オレオレ

Saltburnのオレオレのレビュー・感想・評価

Saltburn(2023年製作の映画)
3.5
いるだけで不安定な気分にさせるバリー・コーガン主演の最新作。
タキシード姿の彼プラス薔薇だか芍薬だかの花が入ったスチール写真だけの前知識で見る。
憧れの金持ちクラスメイト、彼の実家の豪邸、ひと夏の滞在、ときたらあれ系かこれ系だろうと思ったらまあその通りだったんだが、それを「プロミシング・ヤングウーマン」のエメラルド・フェネルがどう描くか。

オリバー・クイック(B.コーガン)のオックスフォード入学から始まる。
銀縁眼鏡にネクタイ、親の見送りもなく徒歩で入寮してくるオリバー。もちろん知り合いはいないのでいちから友達を作らねばならないが、「その手の世界」に慣れた風の他の新入生のようにうまくいかず、人の話を聞かない数学オタクと仕方なくつるんでいる。
そんな彼が憧れるのは、異性はもちろん同性からも人気があり、常に何事もスムーズにこなすフェリックス。

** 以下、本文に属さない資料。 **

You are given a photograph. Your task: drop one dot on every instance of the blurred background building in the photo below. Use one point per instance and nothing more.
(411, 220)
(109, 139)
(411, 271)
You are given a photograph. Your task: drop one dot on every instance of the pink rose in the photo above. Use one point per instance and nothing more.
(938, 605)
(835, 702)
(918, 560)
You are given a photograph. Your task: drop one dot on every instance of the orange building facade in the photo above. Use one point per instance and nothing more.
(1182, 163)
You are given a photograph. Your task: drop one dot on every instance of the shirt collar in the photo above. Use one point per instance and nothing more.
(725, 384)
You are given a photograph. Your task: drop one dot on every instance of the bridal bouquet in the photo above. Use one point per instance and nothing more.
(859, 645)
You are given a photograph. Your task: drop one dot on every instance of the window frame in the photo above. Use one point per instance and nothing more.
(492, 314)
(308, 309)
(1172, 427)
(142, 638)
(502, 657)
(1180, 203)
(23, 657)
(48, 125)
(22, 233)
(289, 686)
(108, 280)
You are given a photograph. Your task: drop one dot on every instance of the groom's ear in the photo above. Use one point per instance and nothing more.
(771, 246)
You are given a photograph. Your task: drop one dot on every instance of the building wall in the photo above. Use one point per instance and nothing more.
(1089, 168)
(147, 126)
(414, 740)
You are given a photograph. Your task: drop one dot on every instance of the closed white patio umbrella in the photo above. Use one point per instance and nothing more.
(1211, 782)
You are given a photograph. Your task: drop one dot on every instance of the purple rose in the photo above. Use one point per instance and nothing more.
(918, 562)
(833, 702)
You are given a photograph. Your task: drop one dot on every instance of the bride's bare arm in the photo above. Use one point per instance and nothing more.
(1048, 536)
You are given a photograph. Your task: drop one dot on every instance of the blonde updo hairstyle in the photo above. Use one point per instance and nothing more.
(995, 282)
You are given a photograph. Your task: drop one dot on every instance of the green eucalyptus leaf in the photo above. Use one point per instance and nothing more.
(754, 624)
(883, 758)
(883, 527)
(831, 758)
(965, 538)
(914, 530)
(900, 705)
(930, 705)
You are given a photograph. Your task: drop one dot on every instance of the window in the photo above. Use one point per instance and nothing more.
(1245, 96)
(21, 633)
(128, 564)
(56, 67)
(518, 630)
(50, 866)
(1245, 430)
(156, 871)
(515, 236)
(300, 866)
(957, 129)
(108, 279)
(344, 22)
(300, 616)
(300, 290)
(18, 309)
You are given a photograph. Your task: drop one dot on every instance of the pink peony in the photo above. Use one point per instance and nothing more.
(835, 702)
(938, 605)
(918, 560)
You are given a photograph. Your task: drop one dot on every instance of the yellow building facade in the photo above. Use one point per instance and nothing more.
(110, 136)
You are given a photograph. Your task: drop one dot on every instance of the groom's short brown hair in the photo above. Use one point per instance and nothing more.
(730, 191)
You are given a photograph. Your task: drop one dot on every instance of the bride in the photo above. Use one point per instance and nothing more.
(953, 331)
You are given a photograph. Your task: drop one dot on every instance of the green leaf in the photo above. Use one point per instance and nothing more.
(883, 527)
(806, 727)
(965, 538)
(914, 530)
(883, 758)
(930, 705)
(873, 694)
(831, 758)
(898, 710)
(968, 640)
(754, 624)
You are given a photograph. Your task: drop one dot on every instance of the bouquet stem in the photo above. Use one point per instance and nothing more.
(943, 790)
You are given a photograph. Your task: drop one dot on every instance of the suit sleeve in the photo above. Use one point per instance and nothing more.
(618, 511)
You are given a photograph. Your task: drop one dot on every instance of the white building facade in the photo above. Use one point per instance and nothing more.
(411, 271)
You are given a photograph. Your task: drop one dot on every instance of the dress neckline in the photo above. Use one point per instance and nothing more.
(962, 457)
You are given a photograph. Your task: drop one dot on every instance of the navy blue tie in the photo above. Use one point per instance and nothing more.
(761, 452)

このフェリックス役がジェイコブ・エロルディ(ソフィア・コッポラ新作でエルビス役!)なんだが、若いころのヘンリー・カヴィルを彷彿とさせる絵に描いた餅、ならぬ絵にかいたボンボン。甘いマスクに高身長、驕りのラウンドを買うお金がないというオリバーに出す助け舟も慣れた風で実にスムーズ。取り巻き女子がオリバーのことを「なんかキモいんだもん、彼」というのにも、「意地悪言うなよ!」と軽くいなし、悪口も言わない。
そんな折、オリバーの父が亡くなったという知らせが入り、兄弟もいなければ残された母親もヤク中だというオリバーを不憫に思ったフェリックスは、「夏休みは俺の実家に来いよ!」と誘う。

まーこの実家がゴージャス。
爵位をもった父親(R.E.グラント)、モデル上がりの母親(R.パイク)、美人の妹、執事にメイドに庭師までいる館で、「悪いけどオレとお前でバスルーム共用な!」といわれるバスルームはアパートの一室ぐらいある。夕食はいまだにディナージャケットやドレスに着替えるダウントンアビーか!みたいな暮らしは面倒くさそうだが、ビシっと手入れされた庭には本気サイズの迷路があったり、家じゅうの花瓶には花があふれているし、棚には無造作にアート作品が置かれているのは憧れる。もちろん、使用人なしで住みたいとはおもわないけど。

ディナーやランチと違って、朝食だけはバフェ形式で自力で、というマナーさえ知らない田舎者が、パーティで天使の羽の仮装が嫌味にならない男に憧れるのはわかるが、さて、ここから誰がどう動くか。フェリックスの家族や執事、ゲスト客(C.マリガン)もなんだか怪しいので、これはまさかのバンパイア系?とおもったらそうでなかったのでほっとした。が、最後15分の種明かしはいらない気がしたなあ。
「そうだよね?そうなんだよね?」で置いといたほうがよかった。

ところで、日本だと最後のダンス姿にモザイクかかってたんか・・・
逆に気が散るよね、そういうの。